As we see more and more increased prices, sales will continue. However, price pressure may reduce profitability.
An example is American grocery stores are seeing lower profits because of domestic supply chain problems. Kroger reported an increase of 14% in sales due to COVID restrictions, inflation-weary customers, and a home-cooking boom.
The boom is not reflected in profit numbers as Kroger reported a 24% drop in profits due to increased costs associated with disruptions in supply chains.
Due to delayed orders, Kroger and other grocery retailers have to stock more stock. This results in increased warehouse space requirements and rising costs for transport and handling services, which are passed onto the customer.
Dollar & Bonds
The reactions were somewhat strange in the end. The dollar didn’t move much, but one might expect a strengthening of the currency in the context of rising volatility and risk aversion. Even though it is trading at USD 1.2934/EUR, it is slightly lower than last week.
The Swiss franc has logically gained ground against the single currency, CHF 1.03892/EUR. At 13.7591 TRY/USD, the Turkish lira has again declined over the past week. Forex traders continue to punish President Erdogan’s interventionism, which dictates Erdogan’s economic strategy to the central bank of Turkey, whose independence is only paper.

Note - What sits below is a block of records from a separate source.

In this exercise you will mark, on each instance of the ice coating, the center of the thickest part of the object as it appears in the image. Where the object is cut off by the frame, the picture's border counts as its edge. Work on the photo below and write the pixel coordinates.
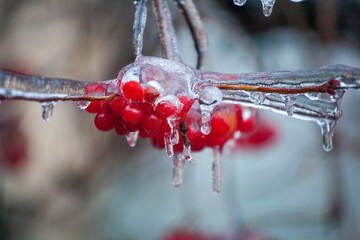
(47, 110)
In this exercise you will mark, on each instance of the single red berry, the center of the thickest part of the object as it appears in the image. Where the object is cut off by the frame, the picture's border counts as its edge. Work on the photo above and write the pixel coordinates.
(119, 126)
(104, 121)
(117, 105)
(133, 91)
(94, 107)
(166, 108)
(151, 94)
(151, 122)
(132, 113)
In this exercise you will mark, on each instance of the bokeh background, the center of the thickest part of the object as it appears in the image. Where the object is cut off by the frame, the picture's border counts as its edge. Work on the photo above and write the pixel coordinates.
(66, 180)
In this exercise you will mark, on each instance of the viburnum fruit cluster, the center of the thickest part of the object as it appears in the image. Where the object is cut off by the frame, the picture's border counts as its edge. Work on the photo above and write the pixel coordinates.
(140, 108)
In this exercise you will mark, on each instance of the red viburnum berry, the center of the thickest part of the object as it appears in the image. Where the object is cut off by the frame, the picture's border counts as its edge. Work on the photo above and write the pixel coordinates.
(132, 113)
(151, 122)
(117, 105)
(151, 94)
(166, 108)
(104, 121)
(94, 107)
(133, 91)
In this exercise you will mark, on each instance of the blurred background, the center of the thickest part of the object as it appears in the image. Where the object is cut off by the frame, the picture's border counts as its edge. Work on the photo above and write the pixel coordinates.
(64, 179)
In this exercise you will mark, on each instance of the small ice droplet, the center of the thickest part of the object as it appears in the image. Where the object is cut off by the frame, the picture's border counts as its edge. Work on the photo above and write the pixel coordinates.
(216, 169)
(174, 134)
(186, 155)
(327, 131)
(239, 2)
(257, 97)
(131, 138)
(179, 163)
(313, 96)
(82, 104)
(47, 108)
(169, 147)
(206, 112)
(268, 6)
(210, 95)
(289, 104)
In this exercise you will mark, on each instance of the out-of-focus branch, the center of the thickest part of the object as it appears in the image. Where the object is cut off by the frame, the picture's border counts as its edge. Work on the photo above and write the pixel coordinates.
(166, 30)
(139, 26)
(196, 27)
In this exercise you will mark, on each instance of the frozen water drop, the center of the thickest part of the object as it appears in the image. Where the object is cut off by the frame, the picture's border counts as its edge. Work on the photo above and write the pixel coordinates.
(47, 108)
(268, 6)
(131, 138)
(210, 95)
(289, 104)
(169, 147)
(216, 169)
(82, 104)
(327, 131)
(239, 2)
(179, 163)
(186, 155)
(313, 96)
(206, 111)
(257, 97)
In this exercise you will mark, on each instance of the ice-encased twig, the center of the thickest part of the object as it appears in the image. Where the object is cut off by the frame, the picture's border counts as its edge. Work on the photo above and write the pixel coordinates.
(196, 27)
(44, 89)
(139, 26)
(166, 30)
(286, 82)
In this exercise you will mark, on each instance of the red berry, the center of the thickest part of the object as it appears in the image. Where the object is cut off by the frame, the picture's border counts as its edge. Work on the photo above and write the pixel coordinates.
(119, 126)
(104, 121)
(94, 107)
(151, 94)
(132, 113)
(151, 122)
(117, 105)
(166, 108)
(133, 91)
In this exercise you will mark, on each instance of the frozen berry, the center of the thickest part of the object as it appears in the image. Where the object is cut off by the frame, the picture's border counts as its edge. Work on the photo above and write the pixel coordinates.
(94, 107)
(132, 113)
(166, 108)
(151, 94)
(104, 121)
(151, 122)
(117, 105)
(133, 91)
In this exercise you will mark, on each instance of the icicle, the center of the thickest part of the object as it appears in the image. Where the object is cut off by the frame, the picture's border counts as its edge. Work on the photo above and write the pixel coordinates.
(257, 97)
(216, 168)
(206, 112)
(174, 134)
(82, 104)
(313, 96)
(186, 155)
(268, 6)
(131, 138)
(239, 2)
(327, 131)
(169, 147)
(289, 104)
(179, 163)
(47, 108)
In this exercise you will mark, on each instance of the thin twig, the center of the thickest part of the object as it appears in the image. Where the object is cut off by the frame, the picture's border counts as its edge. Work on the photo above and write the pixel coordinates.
(139, 26)
(196, 27)
(166, 30)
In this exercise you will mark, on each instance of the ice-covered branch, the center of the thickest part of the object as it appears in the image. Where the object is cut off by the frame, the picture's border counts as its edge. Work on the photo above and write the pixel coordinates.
(166, 30)
(196, 27)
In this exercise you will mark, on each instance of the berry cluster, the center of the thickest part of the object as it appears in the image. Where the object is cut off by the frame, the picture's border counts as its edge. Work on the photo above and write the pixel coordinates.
(143, 110)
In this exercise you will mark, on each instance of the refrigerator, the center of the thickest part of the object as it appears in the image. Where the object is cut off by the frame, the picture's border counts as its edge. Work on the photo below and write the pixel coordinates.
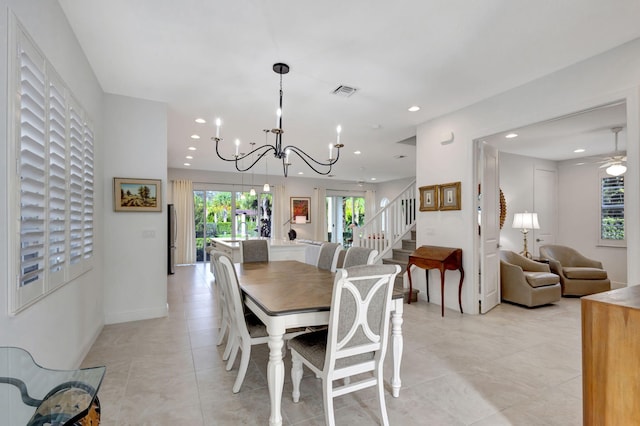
(171, 246)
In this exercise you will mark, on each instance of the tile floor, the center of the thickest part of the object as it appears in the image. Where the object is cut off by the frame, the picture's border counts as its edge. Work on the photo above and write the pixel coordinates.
(512, 366)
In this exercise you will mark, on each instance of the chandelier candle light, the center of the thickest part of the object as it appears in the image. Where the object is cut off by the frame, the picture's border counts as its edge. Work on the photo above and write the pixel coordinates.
(524, 222)
(279, 152)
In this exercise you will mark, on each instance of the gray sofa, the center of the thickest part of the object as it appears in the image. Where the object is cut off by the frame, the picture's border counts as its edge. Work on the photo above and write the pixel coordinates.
(527, 282)
(579, 275)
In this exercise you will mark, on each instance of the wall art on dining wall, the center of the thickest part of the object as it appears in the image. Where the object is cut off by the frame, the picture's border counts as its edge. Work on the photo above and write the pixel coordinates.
(450, 196)
(301, 206)
(137, 195)
(428, 198)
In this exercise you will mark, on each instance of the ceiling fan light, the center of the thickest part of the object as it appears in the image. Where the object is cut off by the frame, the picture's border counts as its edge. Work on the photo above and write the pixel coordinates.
(616, 169)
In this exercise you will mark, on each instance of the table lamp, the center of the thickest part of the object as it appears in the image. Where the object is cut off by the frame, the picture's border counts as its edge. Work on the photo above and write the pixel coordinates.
(524, 222)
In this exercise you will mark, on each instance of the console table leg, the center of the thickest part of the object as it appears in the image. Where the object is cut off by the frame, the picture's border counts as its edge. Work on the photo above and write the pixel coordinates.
(442, 291)
(426, 273)
(410, 283)
(460, 290)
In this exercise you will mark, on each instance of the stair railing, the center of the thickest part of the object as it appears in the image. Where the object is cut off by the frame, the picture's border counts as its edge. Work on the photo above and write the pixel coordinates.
(389, 225)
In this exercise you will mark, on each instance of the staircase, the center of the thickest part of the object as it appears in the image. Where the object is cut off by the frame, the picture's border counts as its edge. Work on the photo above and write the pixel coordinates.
(401, 257)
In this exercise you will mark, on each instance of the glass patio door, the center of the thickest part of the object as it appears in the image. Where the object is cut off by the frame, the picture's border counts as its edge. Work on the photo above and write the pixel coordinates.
(212, 215)
(342, 212)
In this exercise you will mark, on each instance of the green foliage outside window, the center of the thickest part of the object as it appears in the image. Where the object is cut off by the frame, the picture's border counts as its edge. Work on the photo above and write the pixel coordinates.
(612, 208)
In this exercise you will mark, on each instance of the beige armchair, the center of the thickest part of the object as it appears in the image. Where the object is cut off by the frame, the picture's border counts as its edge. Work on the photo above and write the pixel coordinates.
(579, 275)
(527, 282)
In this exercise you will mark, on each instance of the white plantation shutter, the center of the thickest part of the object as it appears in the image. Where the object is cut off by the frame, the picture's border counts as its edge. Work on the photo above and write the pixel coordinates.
(31, 171)
(57, 183)
(76, 153)
(53, 197)
(87, 193)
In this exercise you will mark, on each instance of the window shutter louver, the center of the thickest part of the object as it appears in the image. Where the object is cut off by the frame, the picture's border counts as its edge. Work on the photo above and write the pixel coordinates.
(88, 193)
(31, 172)
(57, 184)
(53, 186)
(76, 154)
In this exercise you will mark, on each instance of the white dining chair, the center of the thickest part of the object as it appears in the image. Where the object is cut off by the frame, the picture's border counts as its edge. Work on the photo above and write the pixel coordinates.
(328, 256)
(355, 341)
(246, 329)
(254, 251)
(356, 256)
(222, 303)
(340, 262)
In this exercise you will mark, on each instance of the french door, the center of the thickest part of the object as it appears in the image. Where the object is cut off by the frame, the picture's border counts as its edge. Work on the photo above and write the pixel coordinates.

The 10-year US bond market is currently 1.46%. This is a sharp drop from the previous week due to the return to the frontline of the pandemic. For its part, the Bund has dropped back to -0.36%, while briefly, the French OAT was in negative territory.
Data This Week
This week ended with difficult-to-understand data about the US labor market in December. The unemployment rate fell slightly, but job creation was lower than expected. This could impact the Fed’s policy, particularly if the coronavirus continues to be active.
Investors will continue to ask this question until the following major statistic is released. Next week’s schedule includes the German ZEW financial trust indicator (Tuesday), JOLTS job openings survey (Wednesday), and, most importantly, the US inflation for November (Friday).
Commodities/AG/Crypto
Oil prices fell again this week despite a positive weekend. This was due to the Omicron variant appearing almost everywhere around the globe. OPEC+ has confirmed that it will increase production by 400,000 barrels daily starting January 2022. Washington appreciated this decision, and Washington has reduced the price rise. Brent, the European benchmark, trades at 72.5 USD, while WTI trades at 69 USD a barrel.
The gold price is falling below USD 1,800 due to volatility in equity markets. An ounce of gold will cost you just USD 1770, while silver costs USD 22.3. Base metal prices stabilized because traders chose to wait and see, despite conflicting statements regarding the impact of the Omicron variant’s economic recovery on their markets. Copper lost some ground to USD 9500, while aluminum and nickel remained stuck at USD 20185 & USD 2655, respectively.
The Securities and Exchange Commission (SEC), on the cryptocurrency side, is refusing applications for physical Bitcoin ETFs. However, the financial regulator approved futures-backed index funds several weeks ago.
The inconsistency has been raised by two House of Representatives of the United States, and they are asking Gary Gensler, the Chairman of the SEC, to reconsider their filings. The market’s total market capitalization is currently hovering at $2.5 trillion, with Bitcoin hovering between $53,000-$60,000 over the past two weeks.